More and more new venture capital funds are popping up in the greater Washington region. Funds such as Blu Ventures, Gula Tech Adventures, NextGen Venture Partners, DataTribe, Lavrock Ventures and Strategic Cyber Ventures are writing smaller checks and providing more hands-on mentoring than larger incumbent funds can. They challenge the prevailing model for existing venture capital funds and fill a void in the greater Washington region.
Arguably, the venture capital industry needs to be disrupted. Over the last 10 years, the herd has been winnowed significantly. Venture funding has been consolidated into fewer but larger funds, with $1 billion funds becoming more and more commonplace. Our region’s best-known venture capital organizations — name brands such as Revolution and New Enterprise Associates — are able to raise more money because of their investment success. In this way, the market works fairly, rewarding those who can generate positive returns for investors.
But with this success comes concentration of capital, and that concentration comes at a cost. It is harder for large funds to make smaller investments, or even get involved in start-up investing at all.
“As funds get bigger and bigger, it’s hard for a billion-dollar-fund manager to be excited about a seed investment of $50K,” notes Ron Gula, co-founder of Gula Tech Adventures. After all, to move the needle on a $1 billion fund, each investment must yield large dollar amounts. A $50,000 investment “takes just as much effort to help that company get to the next level as a $5 million investment, but the $5 million has 100 times the return,” Gula says.
Next thing you know, larger funds are investing in more established companies that have proven growth or momentum. Businesses at this stage are not only less risky, but better able to absorb and apply larger capital raises.
They also lead to more conservatism in the investment process itself. Large institutions raise billion-dollar funds from institutional sources such as pension funds, endowments and sovereign wealth funds. These sources require a careful investment process and a focus on legal and financial compliance. However, this professionalization comes at a cost – the venture investor loses an ability to make quick decisions on a gut feeling or to “take a flyer.”

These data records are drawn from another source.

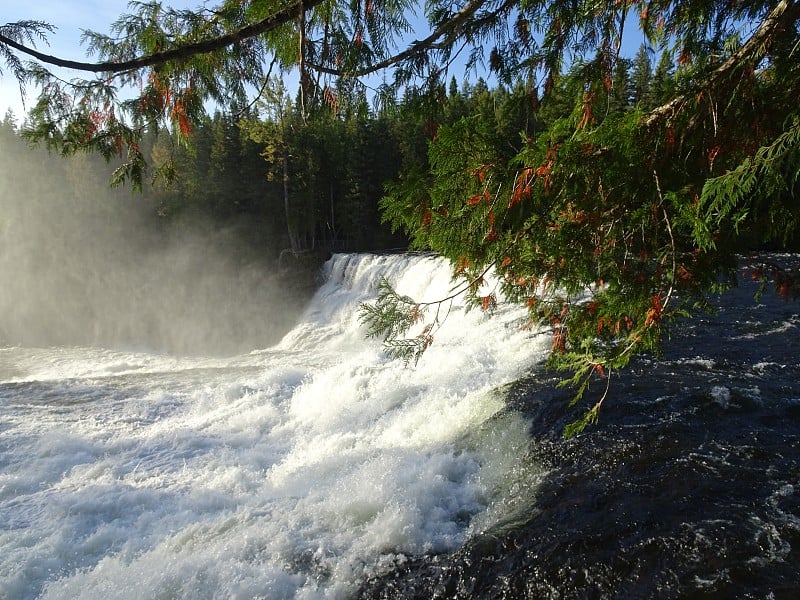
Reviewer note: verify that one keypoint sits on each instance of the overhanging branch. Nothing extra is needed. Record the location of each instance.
(274, 21)
(753, 49)
(417, 47)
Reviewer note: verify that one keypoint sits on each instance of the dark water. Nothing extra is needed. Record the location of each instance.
(689, 487)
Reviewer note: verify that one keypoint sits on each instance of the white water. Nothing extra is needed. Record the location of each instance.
(291, 472)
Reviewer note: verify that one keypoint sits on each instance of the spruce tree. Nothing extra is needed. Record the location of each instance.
(606, 224)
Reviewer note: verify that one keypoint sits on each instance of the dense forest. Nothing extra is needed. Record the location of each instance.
(611, 194)
(314, 182)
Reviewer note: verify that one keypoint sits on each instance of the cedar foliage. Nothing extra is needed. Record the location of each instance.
(611, 196)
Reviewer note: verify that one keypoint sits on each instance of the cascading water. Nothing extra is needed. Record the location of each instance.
(299, 471)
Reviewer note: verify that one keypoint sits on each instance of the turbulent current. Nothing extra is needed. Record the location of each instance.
(301, 470)
(320, 468)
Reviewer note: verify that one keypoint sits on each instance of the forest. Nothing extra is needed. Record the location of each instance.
(316, 182)
(611, 194)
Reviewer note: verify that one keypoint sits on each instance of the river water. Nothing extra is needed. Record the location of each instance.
(319, 468)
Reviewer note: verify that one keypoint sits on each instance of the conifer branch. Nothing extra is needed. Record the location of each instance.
(418, 47)
(275, 20)
(752, 50)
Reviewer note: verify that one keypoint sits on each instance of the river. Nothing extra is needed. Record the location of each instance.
(320, 468)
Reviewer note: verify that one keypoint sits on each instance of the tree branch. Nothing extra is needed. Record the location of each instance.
(275, 20)
(417, 47)
(753, 48)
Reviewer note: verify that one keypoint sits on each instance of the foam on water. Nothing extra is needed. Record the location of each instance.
(291, 472)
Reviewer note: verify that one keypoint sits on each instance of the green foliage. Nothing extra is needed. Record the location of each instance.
(390, 317)
(610, 197)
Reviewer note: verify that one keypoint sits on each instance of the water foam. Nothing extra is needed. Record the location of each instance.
(292, 472)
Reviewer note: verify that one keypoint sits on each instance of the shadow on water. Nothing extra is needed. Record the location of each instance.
(688, 487)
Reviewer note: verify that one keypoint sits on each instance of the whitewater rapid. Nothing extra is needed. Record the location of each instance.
(297, 471)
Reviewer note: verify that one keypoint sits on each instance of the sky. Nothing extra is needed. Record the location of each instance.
(70, 17)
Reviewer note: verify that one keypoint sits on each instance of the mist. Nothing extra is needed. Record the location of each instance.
(84, 264)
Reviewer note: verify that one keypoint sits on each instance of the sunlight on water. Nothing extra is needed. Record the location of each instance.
(290, 472)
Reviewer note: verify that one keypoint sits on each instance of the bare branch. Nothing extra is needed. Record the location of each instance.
(272, 22)
(753, 49)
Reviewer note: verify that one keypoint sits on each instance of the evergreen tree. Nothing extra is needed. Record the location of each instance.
(607, 223)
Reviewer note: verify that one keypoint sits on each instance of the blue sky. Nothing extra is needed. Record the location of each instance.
(71, 17)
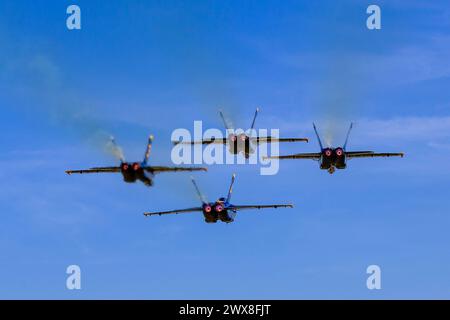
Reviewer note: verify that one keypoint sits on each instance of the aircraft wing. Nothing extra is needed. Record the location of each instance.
(158, 213)
(206, 141)
(314, 156)
(371, 154)
(95, 170)
(271, 139)
(158, 169)
(237, 208)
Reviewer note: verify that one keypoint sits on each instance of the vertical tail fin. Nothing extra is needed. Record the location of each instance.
(230, 190)
(227, 125)
(318, 137)
(149, 148)
(348, 134)
(199, 193)
(254, 119)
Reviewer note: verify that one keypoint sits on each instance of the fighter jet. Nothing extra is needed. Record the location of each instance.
(133, 171)
(241, 143)
(221, 209)
(331, 159)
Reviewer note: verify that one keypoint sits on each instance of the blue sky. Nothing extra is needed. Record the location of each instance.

This is a phenomenon has been observed by many entrepreneurs. Dan Mindus, founder and managing partner of NextGen Venture Partners, believes that larger funds invest around financial metrics to ensure that both investments and oversight satisfy their institutional investors, and that means subsequent board service is less about mentoring and more about process. It also may make investing in people somewhat less relevant than investing in numbers.
Clearly, there is a market for smaller, more hands-on investing in our region. Funds where the investment process can be more accommodating to the unpredictability of early stage investing.
By nature, much about start-ups in the earliest stages is uncertain, and there is a strong need for help. Gula points out how many areas where an early-stage investor should help: “You need to motivate the team, make funding decisions, have input on general strategy, speak with customers, speak with analysts, speak with media and help with recruiting.” Steven Chen of Blu Ventures readily agrees and adds “post-investment active engagement” on the part of investors is “essential for early-stage companies.”
Leaders of these emerging venture funds are evidence of a clear entrepreneurial characteristic: starting a business where they see a market opportunity. Their ability to bring experienced and engaged entrepreneurial assistance to start-ups is a welcome positive development in the greater Washington region’s ability to establish and grow technology businesses.